Generating the windows is not hard, but searching the list of points / peaks for which ones are within the bounds of a window takes **a really long time**. Long enough that I needed some other method.

## IRanges to the Rescue!

So my idea was to use `IRanges`

. But there is a problem, `IRanges`

is for integer ranges. How do we use this for non-integer data? Simple, multiply and round the fractional numbers to generate integers.

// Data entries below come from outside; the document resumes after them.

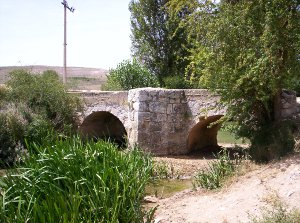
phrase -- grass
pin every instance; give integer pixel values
(228, 137)
(276, 211)
(72, 181)
(84, 83)
(220, 170)
(163, 188)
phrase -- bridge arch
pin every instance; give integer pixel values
(104, 125)
(202, 136)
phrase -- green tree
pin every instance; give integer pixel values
(129, 75)
(247, 51)
(158, 40)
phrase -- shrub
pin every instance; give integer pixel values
(213, 176)
(176, 82)
(45, 95)
(72, 181)
(276, 211)
(12, 129)
(129, 75)
(31, 106)
(272, 142)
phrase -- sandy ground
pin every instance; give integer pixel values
(243, 197)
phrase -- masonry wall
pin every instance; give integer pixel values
(160, 120)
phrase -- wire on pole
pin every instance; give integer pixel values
(71, 9)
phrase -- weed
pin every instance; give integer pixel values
(213, 176)
(72, 181)
(276, 211)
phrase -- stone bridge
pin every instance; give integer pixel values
(160, 121)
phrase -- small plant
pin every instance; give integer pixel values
(276, 211)
(71, 181)
(45, 95)
(162, 170)
(176, 82)
(129, 75)
(213, 176)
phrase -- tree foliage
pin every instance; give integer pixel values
(31, 107)
(129, 75)
(158, 40)
(246, 51)
(45, 95)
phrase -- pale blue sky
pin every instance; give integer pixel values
(31, 33)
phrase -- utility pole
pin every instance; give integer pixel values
(71, 9)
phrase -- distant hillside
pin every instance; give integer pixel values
(77, 77)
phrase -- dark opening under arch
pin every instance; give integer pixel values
(106, 126)
(203, 137)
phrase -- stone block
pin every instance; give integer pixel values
(169, 109)
(155, 126)
(157, 107)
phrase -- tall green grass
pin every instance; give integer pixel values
(213, 176)
(73, 181)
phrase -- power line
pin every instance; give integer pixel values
(71, 9)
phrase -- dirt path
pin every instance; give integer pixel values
(233, 203)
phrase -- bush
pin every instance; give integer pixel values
(12, 129)
(176, 82)
(31, 106)
(71, 181)
(213, 176)
(272, 142)
(45, 95)
(129, 75)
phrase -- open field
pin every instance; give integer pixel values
(78, 78)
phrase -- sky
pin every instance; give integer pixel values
(31, 33)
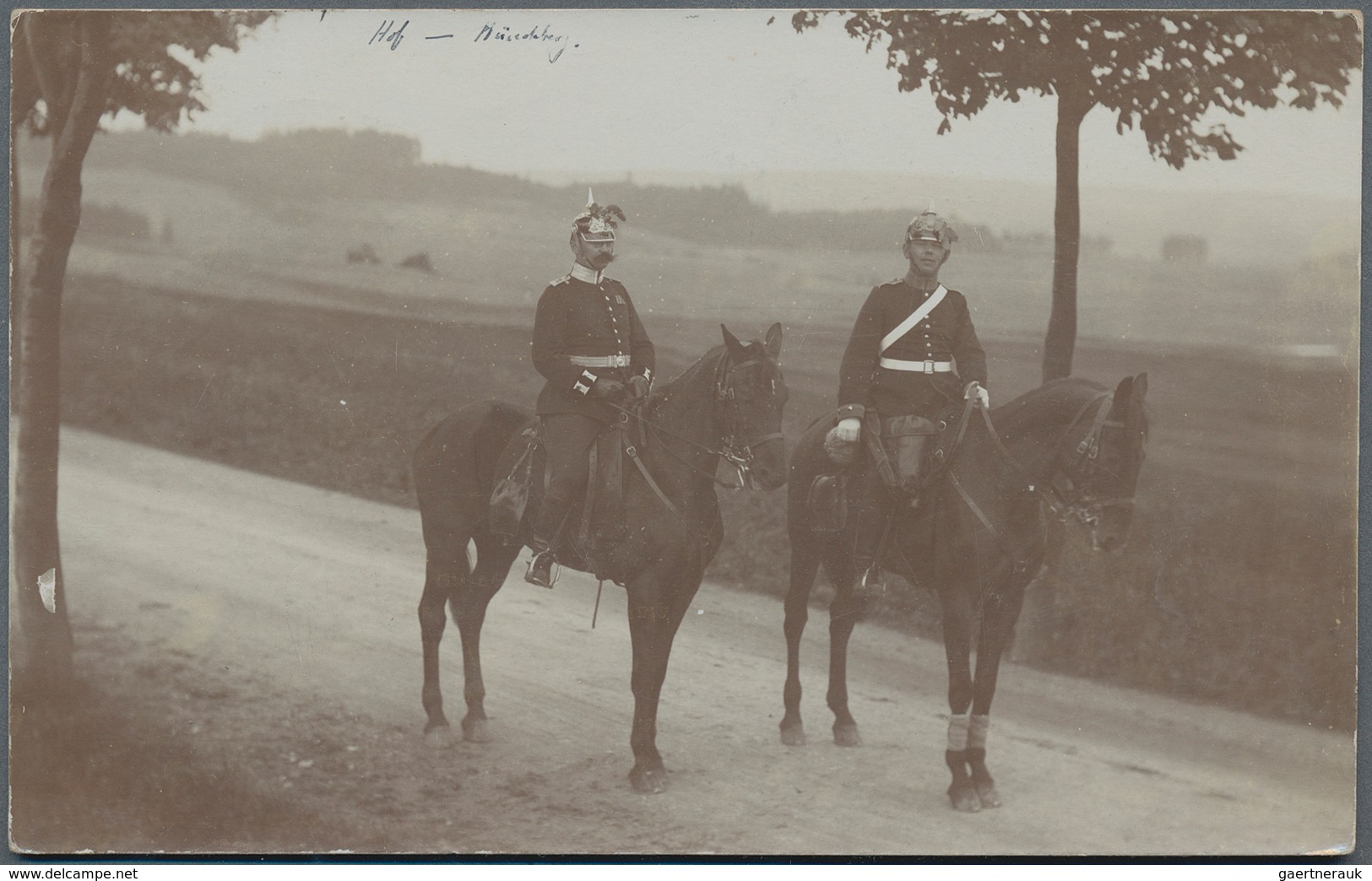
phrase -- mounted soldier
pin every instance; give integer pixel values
(593, 352)
(913, 352)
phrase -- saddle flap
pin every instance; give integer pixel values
(827, 502)
(603, 512)
(509, 495)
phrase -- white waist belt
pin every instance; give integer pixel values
(599, 359)
(917, 367)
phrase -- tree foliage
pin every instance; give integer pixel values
(154, 58)
(1163, 73)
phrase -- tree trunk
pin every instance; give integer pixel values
(41, 649)
(1066, 236)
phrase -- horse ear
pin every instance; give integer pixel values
(773, 342)
(731, 342)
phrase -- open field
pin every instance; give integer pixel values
(245, 339)
(1236, 587)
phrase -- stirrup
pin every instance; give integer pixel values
(541, 574)
(870, 576)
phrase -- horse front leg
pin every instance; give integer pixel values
(442, 576)
(469, 604)
(805, 565)
(996, 629)
(843, 615)
(958, 615)
(654, 613)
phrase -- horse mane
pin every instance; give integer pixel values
(1051, 403)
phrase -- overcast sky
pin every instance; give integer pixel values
(717, 92)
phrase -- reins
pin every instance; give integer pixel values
(739, 456)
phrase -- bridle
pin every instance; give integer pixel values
(1069, 499)
(1069, 482)
(737, 453)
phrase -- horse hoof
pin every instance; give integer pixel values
(648, 781)
(987, 795)
(475, 732)
(847, 736)
(963, 799)
(438, 738)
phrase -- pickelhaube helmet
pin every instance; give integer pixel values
(929, 227)
(597, 223)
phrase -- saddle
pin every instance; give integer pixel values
(594, 522)
(910, 453)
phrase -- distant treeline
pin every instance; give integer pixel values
(372, 165)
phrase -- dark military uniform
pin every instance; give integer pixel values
(585, 331)
(917, 375)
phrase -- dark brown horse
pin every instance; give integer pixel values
(728, 405)
(977, 539)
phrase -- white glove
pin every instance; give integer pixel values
(849, 430)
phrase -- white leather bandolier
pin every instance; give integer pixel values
(904, 327)
(599, 359)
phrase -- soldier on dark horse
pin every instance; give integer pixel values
(913, 352)
(914, 473)
(632, 491)
(593, 352)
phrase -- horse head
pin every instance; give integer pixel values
(1099, 460)
(751, 396)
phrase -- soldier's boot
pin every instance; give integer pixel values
(542, 567)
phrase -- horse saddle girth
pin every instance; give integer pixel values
(522, 478)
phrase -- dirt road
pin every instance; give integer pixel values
(289, 616)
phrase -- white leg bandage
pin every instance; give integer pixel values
(977, 732)
(958, 732)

It turns out that multiplying our mass-spec data by `20,000`

gives us differences down to the `0.00005`

place, which is more than enough accuracy for the size of the windows we are interested in. If needed, `IRanges`

can handle `1600 * 1e6`

, but currently will crash at `1600 * 1e7`

.

## How Fast Is It?

Lets actually test differences in speed by counting how many overlapping points there are.

```
library(IRanges)
library(ggplot2)
load("../../data/iranges_example_data.rda")
head(mz_points)
```

```
## IRanges object with 6 ranges and 1 metadata column:
## start end width | mz
## <integer> <integer> <integer> | <numeric>
## [1] 2970182 2970182 1 | 148.509100524992
## [2] 2970183 2970183 1 | 148.509161249802
## [3] 2970184 2970184 1 | 148.50922197465
## [4] 2970186 2970186 1 | 148.509282699535
## [5] 3000526 3000526 1 | 150.026298638453
## [6] 3000527 3000527 1 | 150.026360296201
```

`head(mz_windows)`

```
## IRanges object with 6 ranges and 2 metadata columns:
## start end width | mz_start mz_end
## <integer> <integer> <integer> | <numeric> <numeric>
## [1] 2960000 2960011 12 | 148 148.000554529159
## [2] 2960001 2960012 12 | 148.000055452916 148.000609982075
## [3] 2960002 2960013 12 | 148.000110905832 148.000665434991
## [4] 2960003 2960014 12 | 148.000166358748 148.000720887907
## [5] 2960004 2960016 13 | 148.000221811664 148.000776340823
## [6] 2960006 2960017 12 | 148.00027726458 148.000831793739
```

I have some example data with 3447542 windows, and 991816 points. We will count how many point there are in each window using the below functions, with differing number of windows.

### Functions

```
count_overlaps_naive <- function(mz_start, mz_end, points){
sum((points >= mz_start) & (points <= mz_end))
}
iterate_windows <- function(windows, points){
purrr::pmap_int(windows, count_overlaps_naive, points)
}
run_times_iterating <- function(windows, points){
t <- Sys.time()
window_counts <- iterate_windows(windows, points)
t2 <- Sys.time()
run_time <- difftime(t2, t, units = "secs")
run_time
}
run_times_countoverlaps <- function(windows, points){
t <- Sys.time()
window_counts <- countOverlaps(points, windows)
t2 <- Sys.time()
run_time <- difftime(t2, t, units = "secs")
run_time
}
```

### Define Samples of Different Sizes

```
set.seed(1234)
sample_sizes <- c(10, 100, 1000, 10000, 50000, 100000)
window_samples <- purrr::map(sample_sizes, function(x){sample(length(mz_windows), size = x)})
```

### Run It

```
iranges_times <- purrr::map_dbl(window_samples, function(x){
run_times_countoverlaps(mz_windows[x], mz_points)
})
window_frame <- as.data.frame(mcols(mz_windows))
naive_times <- purrr::map_dbl(window_samples, function(x){
run_times_iterating(window_frame[x, ], mz_points)
})
```

### Plot Them

```
all_times <- data.frame(size = rep(sample_sizes, 2),
time = c(iranges_times, naive_times),
method = rep(c("iranges", "naive"), each = 6))
p <- ggplot(all_times, aes(x = log10(size), y = time, color = method)) + geom_point() + geom_line() + labs(y = "time (s)", x = "log10(# of windows)", title = "Naive & IRanges Timings") + theme(legend.position = c(0.2, 0.8))
p
```

`p + ylim(c(0, 1))`

As the two figures show, the naive solution, while a little faster under 1000 regions, is quickly outperformed by `IRanges`

, whose time increases much more slowly.